You know there’s another way to do this, right?

Castor canadensis
Eating willow
Martinez, CA by Suzi Eszterhas
We need to remember that beaver stupid still exists everywhere and its not all hearts and Ben’s book out there. I was stunned to see this complaint whine its way across my news feed the other day.
Salmon Runs in the Columbia River system are being systematically ruined by the pseudo science ecologist/ environmentalists who are incharge.
If it was not for the pseudo science of ecology we could have infinitely more fish in northwest rivers and beyond. The environmentalists actually are the real cause of fish declines.
Wow.
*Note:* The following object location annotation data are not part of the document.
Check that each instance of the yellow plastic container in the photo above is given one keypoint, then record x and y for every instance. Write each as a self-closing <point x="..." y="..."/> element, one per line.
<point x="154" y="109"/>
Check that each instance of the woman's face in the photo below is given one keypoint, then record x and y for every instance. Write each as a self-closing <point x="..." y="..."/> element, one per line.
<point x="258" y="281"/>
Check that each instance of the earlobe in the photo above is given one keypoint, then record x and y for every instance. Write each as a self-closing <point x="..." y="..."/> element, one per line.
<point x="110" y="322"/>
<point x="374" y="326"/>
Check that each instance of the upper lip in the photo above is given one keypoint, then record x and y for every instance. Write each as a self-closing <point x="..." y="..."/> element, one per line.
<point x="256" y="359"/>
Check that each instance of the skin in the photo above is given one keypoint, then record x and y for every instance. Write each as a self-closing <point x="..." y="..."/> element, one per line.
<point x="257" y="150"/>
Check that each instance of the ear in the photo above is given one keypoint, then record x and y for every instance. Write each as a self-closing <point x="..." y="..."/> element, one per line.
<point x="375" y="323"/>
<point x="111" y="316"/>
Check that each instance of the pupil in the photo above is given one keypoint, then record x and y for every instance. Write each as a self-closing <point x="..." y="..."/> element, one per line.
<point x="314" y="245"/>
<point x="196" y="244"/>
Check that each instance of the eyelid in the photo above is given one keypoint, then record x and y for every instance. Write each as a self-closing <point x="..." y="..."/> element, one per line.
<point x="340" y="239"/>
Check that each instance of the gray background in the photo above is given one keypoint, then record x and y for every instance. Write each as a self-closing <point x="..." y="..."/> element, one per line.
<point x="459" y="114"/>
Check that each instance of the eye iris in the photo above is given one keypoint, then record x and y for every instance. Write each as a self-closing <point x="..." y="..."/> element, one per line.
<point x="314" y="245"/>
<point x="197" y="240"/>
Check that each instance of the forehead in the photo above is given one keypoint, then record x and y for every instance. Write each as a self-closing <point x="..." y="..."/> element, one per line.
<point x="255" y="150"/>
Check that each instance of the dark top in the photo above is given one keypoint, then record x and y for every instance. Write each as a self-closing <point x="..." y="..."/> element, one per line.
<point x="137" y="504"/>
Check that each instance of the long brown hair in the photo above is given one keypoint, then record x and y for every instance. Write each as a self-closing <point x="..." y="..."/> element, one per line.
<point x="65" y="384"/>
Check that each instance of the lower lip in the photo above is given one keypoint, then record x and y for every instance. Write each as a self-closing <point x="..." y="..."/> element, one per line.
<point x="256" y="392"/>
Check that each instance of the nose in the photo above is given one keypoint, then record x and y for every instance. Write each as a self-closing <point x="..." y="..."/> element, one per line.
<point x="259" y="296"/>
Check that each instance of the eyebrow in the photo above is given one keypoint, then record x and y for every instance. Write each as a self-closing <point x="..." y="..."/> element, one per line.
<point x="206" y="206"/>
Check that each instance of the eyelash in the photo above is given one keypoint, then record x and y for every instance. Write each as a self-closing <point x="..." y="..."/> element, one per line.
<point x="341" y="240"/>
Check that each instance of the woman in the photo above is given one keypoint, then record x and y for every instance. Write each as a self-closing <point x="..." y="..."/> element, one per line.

Ecology is a pseudo-science and environmentalists cause fish decline. The mind boggles. The jaw drops.
The Indian tribes controlled the salmon at these points of difficult uphill cascades passage in the gorge for several thousand years. The river was much more polluted than it is today when salmon runs were much larger. The Indian populations along the Columbia river were higher per square mile concentrated along the river than anywhere else in north America at the time in pre Columbian times. Beavers had everything dammed and were so numerous the river was fouled by Beaver feces and from the Indian populations along the rivers and streams. Those nutrients fed the salmon runs.
Got that? The rivers used to be more polluted because of all the beaver poop. And all that poop fed the salmon. So now that there is less pollution there are less salmon. Because of the stupid ecologists.
In some ways today the rivers are too clean for fish to thrive as much as they can and fish hatcheries can also be placed further down stream to more tidal areas of the river system like in the Willamette river itself right downtown. There is horrible missed opportunity in developing the ‘resource’ and worst of all the fisheries selected the best salmon for the hatchery fish and the eco environmental flakes designate those as unnatural fish which is helping to destroy river and ocean survival traits of various species. The truth is absolutely not allowed . Ensured are stupid jobs for idiot people and the salmon and the economic value of these salmon is suffering as a result
If we were to substitute the word pollution for the words ‘nutrient-rich’ I could almost agree. Of course you can’t conflate what beaver do to rivers with what industrial or chemical companies do to rivers. There is zero comparison. The author is onto something though about lots of beavers resulting in lots of salmon, but he misunderstands the role that ecologists want to play in restoring rivers. Correlation isn’t causation. Just because they showed up when the salmon population started to fall apart doesn’t mean they caused it. Just like going to the hospital isn’t the cause of death.
I posted a comment in response and surprisingly he approved it and its still there. I’m not sure what that means, but I’m going to assume its a good sign. At least anyone else that visits the sight can see it.